Mina the Hollower

A superb retro action adventure where burrowing, build variety, and dense secrets make the old-school punishment worth pushing through.

platform:
PC
published:
Jun 18, 2026

Review brief

Mina the Hollower cover
Recommendation: Great

Completion

Completion tiers

Main Story

Complete
Time
24 hours
Difficulty
Hard
genres
action-adventure / top-down / souls-like
release
2026

Highlights & caveats

Review highlights and caveats

  • Standout

    Burrowing does everything

    Mina's signature move works as dodge, jump, secret finder, and routing tool without feeling overloaded.

    Movement
  • Standout

    Combat has real build range

    Different weapons, sidearms, and trinkets create varied approaches instead of one obvious loadout.

    Combat
  • Standout

    Secrets keep paying off

    Shortcuts, hidden rooms, and suspicious edges make almost every detour feel worth checking.

    Exploration
  • Strong

    Gothic style lands

    The Game Boy Color look, strange characters, and chiptune music give the world a strong identity.

    Atmosphere
  • Strong

    Replay hooks are generous

    Modifiers and New Game+ changes make a second pass tempting, even before fully exploring them.

    Replay Value
  • Mixed

    Early hours bite hard

    Before upgrades and loadout comfort, regular enemies can punish sloppy movement quickly.

    Difficulty Curve
  • Mixed

    Failure taxes curiosity

    Dropped currency and runbacks add tension, but they can make risky exploration feel expensive.

    Runbacks

Quick take

Mina the Hollower is a gothic top-down action adventure that looks old on purpose and plays sharper than nostalgia. It borrows the shape of a Game Boy Color classic, adds modern combat pressure, then builds almost everything around one excellent burrow move.

What works

Burrowing is the reason the whole game holds together. It is a dodge, a jump, a secret finder, and a way to thread through hazards. The move has just enough vulnerability to make timing matter, but enough utility that every new room can ask a slightly different question.

Combat is stronger than the throwback presentation suggests. Weapons, sidearms, and trinkets give loadouts real personality, so changing gear can alter how you approach enemies instead of only changing numbers. Bosses and tougher rooms reward that experimentation because positioning, recovery windows, and escape routes all matter.

Exploration has the same density. Screens loop back through shortcuts, suspicious walls, hidden rooms, and upgrade paths that keep detours productive. The gothic setting helps too. The limited-color look, strange little characters, and energetic chiptune score make the world feel specific rather than merely retro.

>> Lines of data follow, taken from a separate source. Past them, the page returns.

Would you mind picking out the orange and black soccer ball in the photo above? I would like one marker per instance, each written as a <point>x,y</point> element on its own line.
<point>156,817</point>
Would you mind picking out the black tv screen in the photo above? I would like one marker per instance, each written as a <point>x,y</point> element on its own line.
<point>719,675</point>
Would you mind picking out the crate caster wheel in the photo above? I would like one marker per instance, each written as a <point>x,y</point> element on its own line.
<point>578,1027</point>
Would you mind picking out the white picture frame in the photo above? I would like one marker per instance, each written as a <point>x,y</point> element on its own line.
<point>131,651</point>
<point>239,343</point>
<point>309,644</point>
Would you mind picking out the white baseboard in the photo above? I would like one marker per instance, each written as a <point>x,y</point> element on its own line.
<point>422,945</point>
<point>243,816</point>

There is also a lot of game beyond a first clear. Modifiers and New Game+ changes point toward meaningful replay value, even if I have not dug into those systems deeply yet. They make the game feel built for players who want to tune the challenge or come back with different constraints.

Where it slips

The early game is harsh. Before Mina has enough upgrades and before the burrow timing settles into muscle memory, regular enemies can carve through health fast. That pressure does make mastery satisfying, but it can make the opening hours feel stingier than the game eventually becomes.

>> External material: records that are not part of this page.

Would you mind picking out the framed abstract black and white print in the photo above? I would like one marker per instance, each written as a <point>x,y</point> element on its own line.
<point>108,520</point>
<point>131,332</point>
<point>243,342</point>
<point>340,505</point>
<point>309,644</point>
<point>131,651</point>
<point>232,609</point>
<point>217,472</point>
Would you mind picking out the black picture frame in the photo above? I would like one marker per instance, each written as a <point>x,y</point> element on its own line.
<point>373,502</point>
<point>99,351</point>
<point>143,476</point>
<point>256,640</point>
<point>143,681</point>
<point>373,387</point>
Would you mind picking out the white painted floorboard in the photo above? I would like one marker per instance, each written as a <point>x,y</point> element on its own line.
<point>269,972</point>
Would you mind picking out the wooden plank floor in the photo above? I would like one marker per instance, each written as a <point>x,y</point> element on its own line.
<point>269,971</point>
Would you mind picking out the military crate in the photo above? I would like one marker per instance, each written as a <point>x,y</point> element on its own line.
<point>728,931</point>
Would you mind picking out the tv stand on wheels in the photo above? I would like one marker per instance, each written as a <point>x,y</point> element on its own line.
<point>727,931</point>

The corpse-run structure is also a mixed fit for exploration. Dropping currency gives danger weight, and tense return trips can be exciting. It also means a risky side path sometimes feels more expensive than curious.

Who it's for

Play it if you want a tough action adventure with dense secrets, strong combat, and a central movement idea that keeps finding new uses. Experiment with weapons and trinkets instead of forcing one setup, and give the opening time to settle before judging the difficulty. If dropped currency, hard early fights, or old-school friction already sound exhausting, the craft will still be obvious, but the punishment may be the part you remember.